As a share of national output, R&D spending dropped to the lowest ever recorded, just 1.8 per cent. This is well below the average for other leading economies, and compares with a 2.3 per cent of GDP share in France and Germany, 2.6 per cent in the United States and 3 per cent in Japan.
The figures highlight the weakness in British spending on innovation, which is one focus of the Government's efforts to boost the economy's potential.
The Budget earlier this month emphasised the importance of research and development to long-term growth prospects. It pre-announced a new R&D tax credit for small companies to be confirmed in next year's Budget.
This will be available to small and medium-sized firms spending more than pounds 50,000 a year on research and development, and will be made available to companies not yet making any taxable profits.
The proposal has been criticised as too restrictive, as very few small firms spend that much on R&D. However, the Treasury estimates the full- year cost to the Government at pounds 100m.
Most of the R&D carried out in 1997, the latest year for which data are available, was funded by business. This accounted for pounds 7.25bn out of a pounds 14.65bn total, and increased by 4 per cent in real terms compared with the previous year.

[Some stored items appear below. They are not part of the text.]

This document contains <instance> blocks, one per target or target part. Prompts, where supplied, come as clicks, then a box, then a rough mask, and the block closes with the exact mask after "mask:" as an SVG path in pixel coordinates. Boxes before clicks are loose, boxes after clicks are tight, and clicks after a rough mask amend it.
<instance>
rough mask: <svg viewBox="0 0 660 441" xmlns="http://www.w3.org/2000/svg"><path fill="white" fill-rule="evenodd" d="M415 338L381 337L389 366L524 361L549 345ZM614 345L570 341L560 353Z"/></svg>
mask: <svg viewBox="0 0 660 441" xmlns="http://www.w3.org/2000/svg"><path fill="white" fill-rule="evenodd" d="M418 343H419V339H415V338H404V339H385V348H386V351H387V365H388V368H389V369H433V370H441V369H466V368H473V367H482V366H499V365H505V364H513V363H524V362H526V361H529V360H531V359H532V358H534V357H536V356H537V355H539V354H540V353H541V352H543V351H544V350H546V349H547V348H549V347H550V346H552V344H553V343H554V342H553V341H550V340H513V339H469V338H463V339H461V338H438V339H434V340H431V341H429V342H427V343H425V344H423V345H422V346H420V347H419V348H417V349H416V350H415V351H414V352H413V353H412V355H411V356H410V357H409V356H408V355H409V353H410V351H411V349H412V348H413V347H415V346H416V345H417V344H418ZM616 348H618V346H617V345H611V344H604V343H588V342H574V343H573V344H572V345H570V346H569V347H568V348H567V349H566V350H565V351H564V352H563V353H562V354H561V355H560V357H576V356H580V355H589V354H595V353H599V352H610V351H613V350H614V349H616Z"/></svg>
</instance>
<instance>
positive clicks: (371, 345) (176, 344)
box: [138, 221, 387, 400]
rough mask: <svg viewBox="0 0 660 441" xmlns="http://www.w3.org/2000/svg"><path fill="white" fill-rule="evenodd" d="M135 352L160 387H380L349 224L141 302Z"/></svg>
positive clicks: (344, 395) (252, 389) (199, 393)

Direct government-funded R&D amounted to pounds 2.33bn, falling slightly in cash terms and diving by 7 per cent in real terms. Public funding through the research councils and higher education funding councils was stable in cash terms and fell slightly after inflation. Other funding came from private non-profit organisations and from overseas.
Part of the explanation for the declining government component lies in falling expenditure on defence R&D. But total civilian R&D expenditure has also fallen as a share of GDP each year between 1993 and 1997.